A secretária de Saúde, Fabiana Parma, explicou que recentemente as assistentes sociais do Creas e os profissionais do Caps AD realizaram ações de abordagem técnica com os moradores de rua, na esperança de conscientização, mas não tiveram sucesso.

 

A assistente social Amélia Nunes disse que já entrou em contato com os familiares dessas pessoas, mas os próprios moradores de rua não querem a família. “A vida na rua é fácil de viver”, concluiu Amélia.

 

O padre Gilmar falou que muitos deles entram na igreja em horário das missas para pedir dinheiro e chegam a importunar o padre. “Tem dia que logo de manhã, quando termino a missa, encontro garrafas de bebidas alcoólicas na porta da igreja.
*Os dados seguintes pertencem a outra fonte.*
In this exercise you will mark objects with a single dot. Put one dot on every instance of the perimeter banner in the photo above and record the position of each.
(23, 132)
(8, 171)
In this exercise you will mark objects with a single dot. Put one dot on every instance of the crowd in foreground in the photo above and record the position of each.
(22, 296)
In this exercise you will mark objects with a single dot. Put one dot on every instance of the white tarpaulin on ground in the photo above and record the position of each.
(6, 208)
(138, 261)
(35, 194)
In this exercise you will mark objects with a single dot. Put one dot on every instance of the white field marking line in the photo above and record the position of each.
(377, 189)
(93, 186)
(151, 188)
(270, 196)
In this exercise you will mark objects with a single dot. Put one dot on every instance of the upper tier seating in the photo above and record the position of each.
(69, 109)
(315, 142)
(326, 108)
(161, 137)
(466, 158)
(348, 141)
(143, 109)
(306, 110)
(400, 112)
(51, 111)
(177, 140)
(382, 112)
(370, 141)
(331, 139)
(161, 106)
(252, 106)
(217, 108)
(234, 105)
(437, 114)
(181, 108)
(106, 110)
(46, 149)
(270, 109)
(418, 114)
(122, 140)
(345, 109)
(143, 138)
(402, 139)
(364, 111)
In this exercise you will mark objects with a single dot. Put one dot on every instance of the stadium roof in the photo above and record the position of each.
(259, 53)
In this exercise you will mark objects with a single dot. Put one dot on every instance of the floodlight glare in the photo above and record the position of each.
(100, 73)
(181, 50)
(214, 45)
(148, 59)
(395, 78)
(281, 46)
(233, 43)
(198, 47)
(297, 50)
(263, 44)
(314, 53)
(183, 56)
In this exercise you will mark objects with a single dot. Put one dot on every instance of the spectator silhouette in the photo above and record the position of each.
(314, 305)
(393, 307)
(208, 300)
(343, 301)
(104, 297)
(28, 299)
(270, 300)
Alguns fiéis sentem medo, outros ficam sem jeito”, explicou o padre.

 

Marli Pignatari falou que resolveu tomar essa iniciativa de convidar as pessoas envolvidas, atendendo ao pedido do prefeito Júnior Marão, para encontrar uma solução em conjunto e propôs uma ação de conscientização com a população para que não deem esmolas e que denunciem no caso de se sentirem constrangidos e ainda acrescentou que o prefeito Júnior Marão não mede esforços financeiros para amenizar a situação. “Vamos fazer panfletos para conscientizar toda a população para que não dê esmolas e faça boletins de ocorrência na Polícia se for preciso”, recomendou Marli.

 

O Capitão da Polícia Militar de Votuporanga, Edson Fávero, falou para a secretária que a partir da próxima quinta-feira, dia 14, um policial ficará das 8h30 às 16 horas na área central da cidade à disposição da população para atender ocorrências desta natureza.

 

Marli agradeceu o apoio da Polícia Militar e de todos os profissionais envolvidos nesta ação. “Precisamos da ajuda de todos para amenizar a situação e não deixar que os moradores de rua de outras cidades possam vir para Votuporanga, pois a situação já se agravou e precisamos resolver. Acredito que com a união de todos vamos poder acabar de vez com este problema”, finalizou a secretária.